Sikapi Maraknya Konten Medsos Tak Ramah Anak, KPPAD Gandeng MDA dan KPID Bali

Bali Tribune / MOU - Penandarangan Nota kesepahaman (MOU) pimpinan tiga lembaga di Ruang Pertemuan Kantor MDA Bali, Kamis (25/3).

balitribune.co.id | Denpasar – Menyikapi makin maraknya konten di media sosial yang melibatkan anak-anak dan materinya tak ramah serta tak layak untuk mereka, Komisi  Penyelenggara Perlindungan Anak  Daerah (KPPAD) Provinsi Bali membangun sinergi dengan Majelis Desa Adat (MDA) Provinsi Bali dan Komisi Penyiaran Indonesia  Daerah (KPID) Bali. Ketiga lembaga ini sepakat untuk melakukan langkah guna meminimalisir dampak negatif media sosial terhadap perkembangan anak. Kesepakatan itu tertuang dalam nota kesepahaman (MOU) yang ditandatangani pimpinan tiga lembaga di Ruang Pertemuan Kantor MDA Bali, Kamis (25/3).

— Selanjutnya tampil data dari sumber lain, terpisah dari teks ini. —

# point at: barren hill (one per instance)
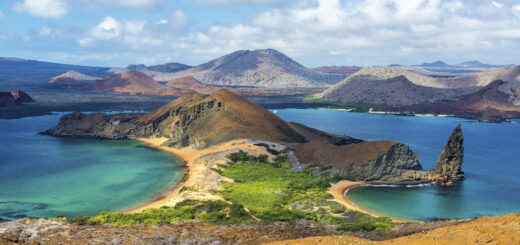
(346, 70)
(127, 82)
(486, 230)
(14, 98)
(265, 68)
(76, 75)
(199, 121)
(398, 87)
(167, 68)
(488, 101)
(65, 81)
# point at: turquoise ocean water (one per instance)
(491, 163)
(43, 176)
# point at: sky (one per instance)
(314, 33)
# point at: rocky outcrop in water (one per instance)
(14, 98)
(449, 165)
(379, 161)
(200, 121)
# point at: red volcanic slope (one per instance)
(65, 81)
(338, 69)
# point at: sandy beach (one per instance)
(198, 170)
(200, 176)
(338, 189)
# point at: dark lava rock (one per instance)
(449, 164)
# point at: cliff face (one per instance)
(381, 161)
(449, 164)
(200, 121)
(14, 98)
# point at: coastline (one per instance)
(339, 190)
(162, 197)
(198, 173)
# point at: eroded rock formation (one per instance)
(200, 121)
(449, 165)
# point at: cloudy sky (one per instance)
(315, 33)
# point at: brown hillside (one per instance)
(188, 82)
(202, 121)
(127, 82)
(65, 81)
(488, 230)
(488, 101)
(338, 69)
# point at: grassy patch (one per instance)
(212, 212)
(268, 190)
(188, 188)
(357, 107)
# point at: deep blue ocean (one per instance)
(491, 162)
(44, 176)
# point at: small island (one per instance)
(210, 133)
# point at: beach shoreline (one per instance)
(197, 168)
(339, 191)
(175, 188)
(199, 176)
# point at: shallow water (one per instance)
(491, 163)
(44, 176)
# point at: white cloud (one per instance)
(227, 2)
(178, 19)
(332, 32)
(42, 8)
(134, 34)
(44, 31)
(497, 4)
(162, 22)
(146, 4)
(516, 10)
(109, 28)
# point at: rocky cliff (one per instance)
(200, 121)
(449, 164)
(382, 161)
(14, 98)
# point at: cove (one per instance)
(44, 176)
(491, 163)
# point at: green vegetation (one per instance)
(188, 188)
(272, 193)
(212, 212)
(357, 107)
(262, 191)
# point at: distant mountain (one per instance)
(391, 86)
(24, 74)
(346, 70)
(396, 90)
(478, 64)
(128, 82)
(65, 81)
(14, 98)
(77, 76)
(265, 68)
(188, 82)
(436, 64)
(187, 85)
(472, 63)
(487, 102)
(166, 68)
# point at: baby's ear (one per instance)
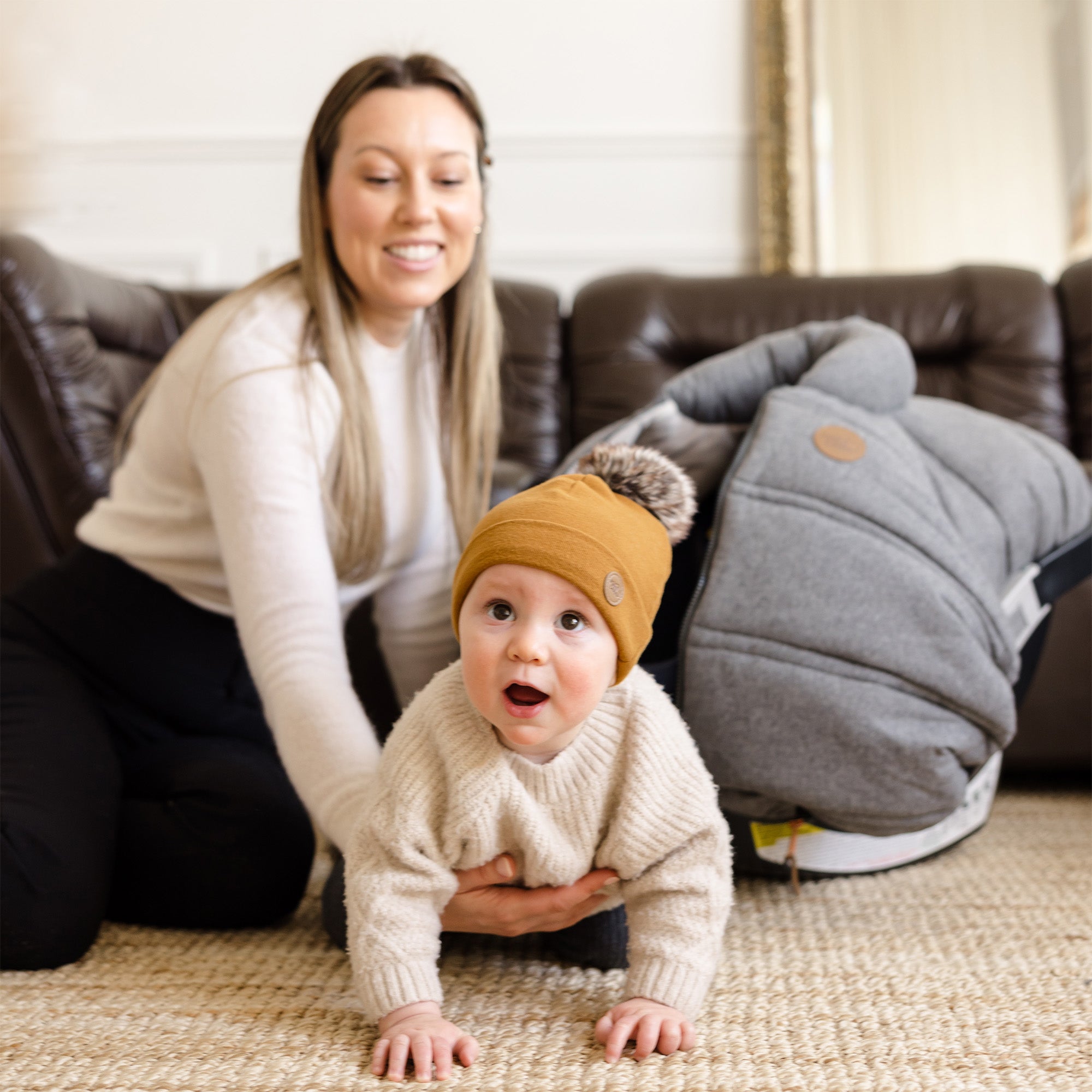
(648, 478)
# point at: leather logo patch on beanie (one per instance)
(842, 445)
(614, 589)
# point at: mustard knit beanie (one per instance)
(609, 530)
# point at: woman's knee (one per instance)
(61, 792)
(211, 836)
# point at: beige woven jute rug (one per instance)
(969, 971)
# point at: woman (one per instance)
(177, 705)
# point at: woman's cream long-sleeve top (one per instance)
(220, 497)
(630, 793)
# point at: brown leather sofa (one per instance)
(75, 346)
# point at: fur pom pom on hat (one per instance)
(608, 530)
(650, 479)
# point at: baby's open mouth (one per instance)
(521, 695)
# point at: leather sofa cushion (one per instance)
(76, 346)
(984, 336)
(1075, 299)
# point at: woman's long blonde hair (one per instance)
(465, 325)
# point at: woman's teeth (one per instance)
(418, 253)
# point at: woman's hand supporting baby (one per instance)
(420, 1031)
(484, 905)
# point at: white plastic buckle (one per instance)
(1022, 606)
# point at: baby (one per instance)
(549, 743)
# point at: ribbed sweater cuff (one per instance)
(671, 983)
(385, 989)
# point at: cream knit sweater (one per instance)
(630, 793)
(221, 498)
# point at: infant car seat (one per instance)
(861, 604)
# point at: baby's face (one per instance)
(538, 656)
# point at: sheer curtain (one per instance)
(937, 135)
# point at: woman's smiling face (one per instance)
(537, 656)
(403, 203)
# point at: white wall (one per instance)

Ketua KPPAD Bali Anak Agung Sagung Ani Asmoro menyampaikan, penandatanganan MOU oleh tiga lembaga ini dilatarbelakangi rasa khawatirnya terhadap perkembangan media sosial yang cenderung tak terkontrol belakangan ini. Banyak konten di media sosial yang menggunakan anak-anak sebagai model atau pelakon dan materi yang ditampilkan tak ramah dan tidak layak bagi anak-anak. Fenomena ini menurutnya sangat merugikan anak-anak karena mereka menjadi korban eksploitasi dan kekerasan. Ani Asmoro menilai hal ini sebagai persoalan serius yang harus disikapi oleh semua pihak. Ia berharap MOU yang diteken tiga lembaga ini dapat memperkuat sinergi untuk melakukan edukasi dan melindungi anak-anak dari dampak negatif konten media sosial.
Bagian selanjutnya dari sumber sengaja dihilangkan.